Homework Help: Conical Pendulum Problem

1. Nov 21, 2007

tachu101

1. The problem statement, all variables and given/known data

Conical Pendulum Question

Mass (m) is attached to the ceiling by a String of Length (s)
The string makes an angle of ($$\theta$$) with the vertical

Compute the Period of Revolution and the Tension in the string?

Mass of Bob (m) -- 4.35kg
Length of String (s) -- 5.50 meters
$$\theta$$ -- 64 degrees

2. Relevant equations

1/2(mv^2)$$/$$radius -- Centripetal Force

W= mg -- weight

Not sure what else I need

3. The attempt at a solution

I think that the tension in the string would be

Tcos($$\theta$$)=mg ---- T=(mg)$$/$$cos($$\theta$$)

So

(4.35)(9.81)$$/$$cos(64)= ---- 97.35 N

I have no idea how to get the period though, but I think it has to do with

Tsin$$\theta$$= 1/2(mv^2)$$/$$radius

2. Nov 21, 2007

Staff: Mentor

So far, so good.

Once you find the speed you can use that to find the period. What's the radius of the bob's path?

3. Nov 21, 2007

tachu101

I think that the radius would be

string length --- (s) sin (Theta) --- so 5.5sin(64)= 4.94m

I am not sure the equation to find the period though?

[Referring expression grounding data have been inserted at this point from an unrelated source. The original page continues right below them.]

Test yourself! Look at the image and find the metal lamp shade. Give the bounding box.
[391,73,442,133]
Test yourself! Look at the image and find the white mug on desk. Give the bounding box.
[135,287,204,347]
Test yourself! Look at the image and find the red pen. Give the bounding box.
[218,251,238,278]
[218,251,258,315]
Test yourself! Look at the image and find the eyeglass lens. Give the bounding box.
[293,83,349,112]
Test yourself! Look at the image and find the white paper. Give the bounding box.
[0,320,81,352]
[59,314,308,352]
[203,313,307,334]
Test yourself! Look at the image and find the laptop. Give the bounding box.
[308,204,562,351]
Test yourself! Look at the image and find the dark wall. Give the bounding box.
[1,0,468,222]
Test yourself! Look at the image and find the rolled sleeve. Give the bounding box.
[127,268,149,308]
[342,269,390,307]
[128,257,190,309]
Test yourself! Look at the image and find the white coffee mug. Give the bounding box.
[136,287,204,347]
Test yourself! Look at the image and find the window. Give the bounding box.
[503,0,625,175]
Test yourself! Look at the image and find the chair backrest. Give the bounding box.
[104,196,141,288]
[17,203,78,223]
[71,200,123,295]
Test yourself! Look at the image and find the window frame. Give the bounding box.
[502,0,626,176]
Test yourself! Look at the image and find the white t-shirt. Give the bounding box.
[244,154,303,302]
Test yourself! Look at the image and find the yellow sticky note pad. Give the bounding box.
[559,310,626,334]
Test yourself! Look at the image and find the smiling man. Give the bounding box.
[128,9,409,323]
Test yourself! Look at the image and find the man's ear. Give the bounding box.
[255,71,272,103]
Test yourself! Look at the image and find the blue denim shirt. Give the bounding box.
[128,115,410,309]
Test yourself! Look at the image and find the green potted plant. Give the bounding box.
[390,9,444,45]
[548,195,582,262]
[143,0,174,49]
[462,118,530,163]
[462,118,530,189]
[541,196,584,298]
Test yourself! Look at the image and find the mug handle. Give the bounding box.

I have radius, string length, tension in string, and mass of the Bob.

4. Nov 21, 2007

Staff: Mentor

Good.
The period is just the time the bob takes to make one complete revolution. Find the speed (and figure out the distance).

5. Nov 21, 2007

tachu101

Would I find the speed by using Tsin(theta)= (1/2)(mv^2)/radius ----

97.35 sin (64) = (1/2)(4.35)(v^2)/(4.94) ----- velocity = 14.097 m/sec ?

so the distance would be (2)(radius)(pi)= (2)(4.94)(pi)= 31.03m

I am stuck now on how to find the period. Is there a certain equation that is used to find the period, we just started this topic?

6. Nov 21, 2007

Staff: Mentor

How about distance = speed x time?

7. Nov 21, 2007

tachu101

So (2)(pi)(r)=(velocity)(time)

thus

31.03m=(14.1m/sec)(t) ---- so ---- period= 2.2 sec?

8. Nov 21, 2007

Staff: Mentor

Sure. It's just the time required for one revolution. You have the distance and the speed--that's all there is to it.

9. Nov 21, 2007

tachu101

thank you so much for the help, I am going to go back and check all of my work.